The submission queue acts as the central manager for Telerun, and is intended to be run on a low-power machine with at least one exposed port available for use by an HTTPS server.
The submission queue requires paired SSL certificate and key files to be present at the following paths relative to the project root:
queue/server.cert
queue/server.key
To launch the submission queue server, run:
$ cd queue/
$ python3 -m submission_queue.main
To administer the authentication database, run:
$ cd queue/
$ python3 -m submission_queue.auth <arguments...>
To administer non-authentication functions of the job queue database, run:
$ cd queue/
$ python3 -m submission_queue.db <arguments...>
The submission queue will create and manage the following persistent files:
queue/audit_log.jsonl
- This stores the source code of every program submitted to the queue.
queue/db.sqlite3
- This stores user identity information and job queue state.
The executor is responsible for compiling and running programs submitted to the queue. It operates by continuously polling the submission queue for available work, and sending results back to the queue once they are available. The executor is intended to be run on a high-power machine equipped with at least one GPU. The executor only makes outbound HTTPS requests, and does not require any ports to be exposed to the public internet. It is possible to run multiple executors simultaneously on different machines to scale the capacity of the system horizontally.
The executor is distributed as a single-file Python application, executor.py
. This script does not depend on any third-party Python libraries, although it does expect nvcc
to be installed.
The executor script requires a file auth.json
to be present in the same directory as the script. This auth.json
file should be structured as follows:
{
"executor": /* executor name... */,
"token": /* executor token... */
}
The executor can then be run as follows:
$ python3 executor.py --nproc-compile <number> --nproc-execute <number>
The arguments --nproc-compile
and --nproc-execute
determine the number of parallel workers the executor will spawn for the compilation and execution stages of the pipeline, respectively. Each execution worker will be granted exclusive access to a single GPU via the CUDA_VISIBLE_DEVICES
environment variable. The number of execution workers should not exceed the number of available GPUs.

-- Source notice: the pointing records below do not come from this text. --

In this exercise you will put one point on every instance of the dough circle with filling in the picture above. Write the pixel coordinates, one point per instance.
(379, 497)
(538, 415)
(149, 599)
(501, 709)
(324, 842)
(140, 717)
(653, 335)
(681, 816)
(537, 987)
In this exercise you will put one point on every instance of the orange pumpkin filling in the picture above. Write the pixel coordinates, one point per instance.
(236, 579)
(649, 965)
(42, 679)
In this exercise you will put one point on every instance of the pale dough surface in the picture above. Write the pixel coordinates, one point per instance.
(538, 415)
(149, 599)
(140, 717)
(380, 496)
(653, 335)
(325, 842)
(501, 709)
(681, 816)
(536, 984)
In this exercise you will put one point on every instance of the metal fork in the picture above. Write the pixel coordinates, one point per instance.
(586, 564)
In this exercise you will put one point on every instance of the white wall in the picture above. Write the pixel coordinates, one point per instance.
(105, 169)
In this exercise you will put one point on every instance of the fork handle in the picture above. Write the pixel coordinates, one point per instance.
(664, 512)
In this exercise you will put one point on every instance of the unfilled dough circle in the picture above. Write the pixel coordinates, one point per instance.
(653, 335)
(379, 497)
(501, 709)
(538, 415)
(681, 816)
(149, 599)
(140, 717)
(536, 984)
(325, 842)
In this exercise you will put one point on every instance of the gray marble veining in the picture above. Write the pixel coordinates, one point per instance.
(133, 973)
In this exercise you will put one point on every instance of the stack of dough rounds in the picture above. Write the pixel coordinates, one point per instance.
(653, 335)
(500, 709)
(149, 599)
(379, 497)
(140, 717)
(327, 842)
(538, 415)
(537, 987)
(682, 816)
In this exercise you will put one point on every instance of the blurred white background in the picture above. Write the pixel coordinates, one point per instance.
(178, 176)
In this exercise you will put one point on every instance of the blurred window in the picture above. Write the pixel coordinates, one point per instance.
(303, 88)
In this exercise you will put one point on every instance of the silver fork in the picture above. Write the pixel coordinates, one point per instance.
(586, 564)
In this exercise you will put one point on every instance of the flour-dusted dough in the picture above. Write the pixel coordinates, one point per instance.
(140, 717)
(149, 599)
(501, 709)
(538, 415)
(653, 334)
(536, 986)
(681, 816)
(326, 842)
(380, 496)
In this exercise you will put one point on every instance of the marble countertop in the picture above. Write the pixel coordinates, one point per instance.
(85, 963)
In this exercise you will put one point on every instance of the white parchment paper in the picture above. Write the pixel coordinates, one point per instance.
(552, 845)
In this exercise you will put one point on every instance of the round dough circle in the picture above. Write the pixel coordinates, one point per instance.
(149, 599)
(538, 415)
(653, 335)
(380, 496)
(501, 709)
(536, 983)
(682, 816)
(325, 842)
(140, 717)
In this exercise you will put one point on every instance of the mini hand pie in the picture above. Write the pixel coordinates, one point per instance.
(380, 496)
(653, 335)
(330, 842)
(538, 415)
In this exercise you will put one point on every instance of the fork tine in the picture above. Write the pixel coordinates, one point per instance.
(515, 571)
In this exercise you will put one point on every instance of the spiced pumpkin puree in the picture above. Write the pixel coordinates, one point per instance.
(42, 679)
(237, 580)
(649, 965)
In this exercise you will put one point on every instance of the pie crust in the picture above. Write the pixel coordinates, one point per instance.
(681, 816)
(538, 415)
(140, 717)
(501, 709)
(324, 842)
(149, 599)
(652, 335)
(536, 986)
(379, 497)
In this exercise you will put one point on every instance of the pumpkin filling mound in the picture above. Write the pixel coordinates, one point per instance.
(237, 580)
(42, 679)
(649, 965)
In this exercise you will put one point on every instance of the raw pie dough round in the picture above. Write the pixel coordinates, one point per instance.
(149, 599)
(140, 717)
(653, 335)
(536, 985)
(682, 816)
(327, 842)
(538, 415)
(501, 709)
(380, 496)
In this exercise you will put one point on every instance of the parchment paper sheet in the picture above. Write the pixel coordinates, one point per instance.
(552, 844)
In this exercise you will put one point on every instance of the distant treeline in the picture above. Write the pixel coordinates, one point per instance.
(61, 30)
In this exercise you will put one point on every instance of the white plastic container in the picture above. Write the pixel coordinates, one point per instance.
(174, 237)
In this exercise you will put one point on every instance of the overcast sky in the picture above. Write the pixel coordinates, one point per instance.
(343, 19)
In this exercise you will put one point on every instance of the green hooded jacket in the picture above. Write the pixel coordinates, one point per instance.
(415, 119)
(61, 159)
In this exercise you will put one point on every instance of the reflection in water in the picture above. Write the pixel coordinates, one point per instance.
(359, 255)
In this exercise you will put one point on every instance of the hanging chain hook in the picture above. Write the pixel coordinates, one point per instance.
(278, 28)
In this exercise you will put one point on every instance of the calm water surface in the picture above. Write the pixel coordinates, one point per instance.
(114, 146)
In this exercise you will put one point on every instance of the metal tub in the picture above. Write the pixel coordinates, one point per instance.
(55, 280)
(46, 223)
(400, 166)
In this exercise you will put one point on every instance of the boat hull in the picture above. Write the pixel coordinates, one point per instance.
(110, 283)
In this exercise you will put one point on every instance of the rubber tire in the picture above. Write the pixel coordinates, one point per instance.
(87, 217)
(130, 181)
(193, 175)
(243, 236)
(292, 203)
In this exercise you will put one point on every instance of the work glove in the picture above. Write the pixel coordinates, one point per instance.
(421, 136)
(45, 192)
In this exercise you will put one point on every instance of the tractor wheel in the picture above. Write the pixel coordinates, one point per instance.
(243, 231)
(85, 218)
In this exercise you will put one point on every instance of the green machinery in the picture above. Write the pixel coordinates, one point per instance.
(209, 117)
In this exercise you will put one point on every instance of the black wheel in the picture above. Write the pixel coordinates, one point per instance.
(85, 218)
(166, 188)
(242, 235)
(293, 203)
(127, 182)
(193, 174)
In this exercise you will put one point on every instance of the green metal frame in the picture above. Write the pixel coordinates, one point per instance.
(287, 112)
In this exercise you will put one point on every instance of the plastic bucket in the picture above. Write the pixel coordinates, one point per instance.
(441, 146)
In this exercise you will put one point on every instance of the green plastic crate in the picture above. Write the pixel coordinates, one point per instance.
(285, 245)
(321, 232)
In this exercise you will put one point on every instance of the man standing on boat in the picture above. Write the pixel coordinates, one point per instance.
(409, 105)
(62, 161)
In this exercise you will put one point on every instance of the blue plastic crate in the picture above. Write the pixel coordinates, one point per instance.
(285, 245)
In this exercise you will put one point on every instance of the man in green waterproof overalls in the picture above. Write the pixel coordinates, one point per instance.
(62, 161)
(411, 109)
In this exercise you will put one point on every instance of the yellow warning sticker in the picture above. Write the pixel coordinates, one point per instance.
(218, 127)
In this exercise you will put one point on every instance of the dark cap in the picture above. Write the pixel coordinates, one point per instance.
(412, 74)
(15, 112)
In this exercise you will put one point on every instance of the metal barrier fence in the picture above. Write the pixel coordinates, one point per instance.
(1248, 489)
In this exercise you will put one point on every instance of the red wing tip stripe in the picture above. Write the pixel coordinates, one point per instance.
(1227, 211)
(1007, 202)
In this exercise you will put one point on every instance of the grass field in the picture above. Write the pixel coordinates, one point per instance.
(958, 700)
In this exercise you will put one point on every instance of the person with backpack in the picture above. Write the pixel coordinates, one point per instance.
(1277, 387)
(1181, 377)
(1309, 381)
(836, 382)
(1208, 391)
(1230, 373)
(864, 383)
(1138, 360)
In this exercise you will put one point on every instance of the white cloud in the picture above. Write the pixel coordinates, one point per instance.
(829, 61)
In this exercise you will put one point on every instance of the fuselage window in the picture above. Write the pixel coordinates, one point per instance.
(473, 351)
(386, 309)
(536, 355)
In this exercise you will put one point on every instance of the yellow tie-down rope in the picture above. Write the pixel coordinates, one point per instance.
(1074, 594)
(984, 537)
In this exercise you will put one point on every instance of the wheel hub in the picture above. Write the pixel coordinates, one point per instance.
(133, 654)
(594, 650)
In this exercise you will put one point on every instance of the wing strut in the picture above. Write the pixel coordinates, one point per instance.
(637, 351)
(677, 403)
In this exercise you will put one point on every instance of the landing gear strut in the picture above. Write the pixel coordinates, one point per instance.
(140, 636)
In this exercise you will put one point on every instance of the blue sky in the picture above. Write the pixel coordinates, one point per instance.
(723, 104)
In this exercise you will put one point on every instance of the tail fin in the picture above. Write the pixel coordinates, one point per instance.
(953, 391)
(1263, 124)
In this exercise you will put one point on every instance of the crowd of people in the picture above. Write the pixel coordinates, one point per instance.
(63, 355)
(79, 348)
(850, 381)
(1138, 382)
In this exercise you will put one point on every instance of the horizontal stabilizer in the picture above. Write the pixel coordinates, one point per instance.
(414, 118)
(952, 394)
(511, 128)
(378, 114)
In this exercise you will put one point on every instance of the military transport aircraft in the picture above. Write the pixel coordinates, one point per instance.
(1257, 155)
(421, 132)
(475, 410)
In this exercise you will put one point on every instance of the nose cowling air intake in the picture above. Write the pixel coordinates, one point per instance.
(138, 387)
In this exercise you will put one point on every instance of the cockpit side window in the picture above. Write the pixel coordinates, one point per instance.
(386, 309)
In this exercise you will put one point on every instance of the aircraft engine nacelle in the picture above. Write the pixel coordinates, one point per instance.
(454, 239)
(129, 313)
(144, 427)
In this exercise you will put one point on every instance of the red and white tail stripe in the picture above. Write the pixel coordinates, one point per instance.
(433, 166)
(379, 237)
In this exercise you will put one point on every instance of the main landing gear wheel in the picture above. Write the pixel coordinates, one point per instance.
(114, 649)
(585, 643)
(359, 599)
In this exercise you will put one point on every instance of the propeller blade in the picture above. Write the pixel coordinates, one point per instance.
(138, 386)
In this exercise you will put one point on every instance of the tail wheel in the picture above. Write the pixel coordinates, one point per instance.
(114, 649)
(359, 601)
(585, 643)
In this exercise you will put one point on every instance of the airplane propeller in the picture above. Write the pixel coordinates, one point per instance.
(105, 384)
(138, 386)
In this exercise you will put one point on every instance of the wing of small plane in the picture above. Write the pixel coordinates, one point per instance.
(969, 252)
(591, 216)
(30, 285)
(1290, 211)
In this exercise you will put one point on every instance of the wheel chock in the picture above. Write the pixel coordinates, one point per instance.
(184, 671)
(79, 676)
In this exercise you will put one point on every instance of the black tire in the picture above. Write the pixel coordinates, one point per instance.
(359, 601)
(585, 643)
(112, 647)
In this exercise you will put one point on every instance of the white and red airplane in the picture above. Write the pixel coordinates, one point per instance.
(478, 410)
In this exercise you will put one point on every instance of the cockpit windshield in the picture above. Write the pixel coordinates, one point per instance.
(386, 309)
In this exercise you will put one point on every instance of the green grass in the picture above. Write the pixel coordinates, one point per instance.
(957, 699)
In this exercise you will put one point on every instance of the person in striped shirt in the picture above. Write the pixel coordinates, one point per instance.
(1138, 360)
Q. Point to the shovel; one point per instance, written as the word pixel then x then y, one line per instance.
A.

The client allows users of the system to submit jobs to the queue and see their results. Like the executor, the client is distributed as a single-file zero-dependency Python application, submit.py
.
The client requires an auth.json
file to be present in the same directory as the script, structured as follows:
{
"username": /* username... */,
"token": /* user token... */
}
The client can then be run as:
$ python3 submit.py <local .cu source file>
After submitting the provided source file to the submission queue, the client will continuously poll the queue until the results of compiling and running the submitted program are available, at which point it prints the results and exits.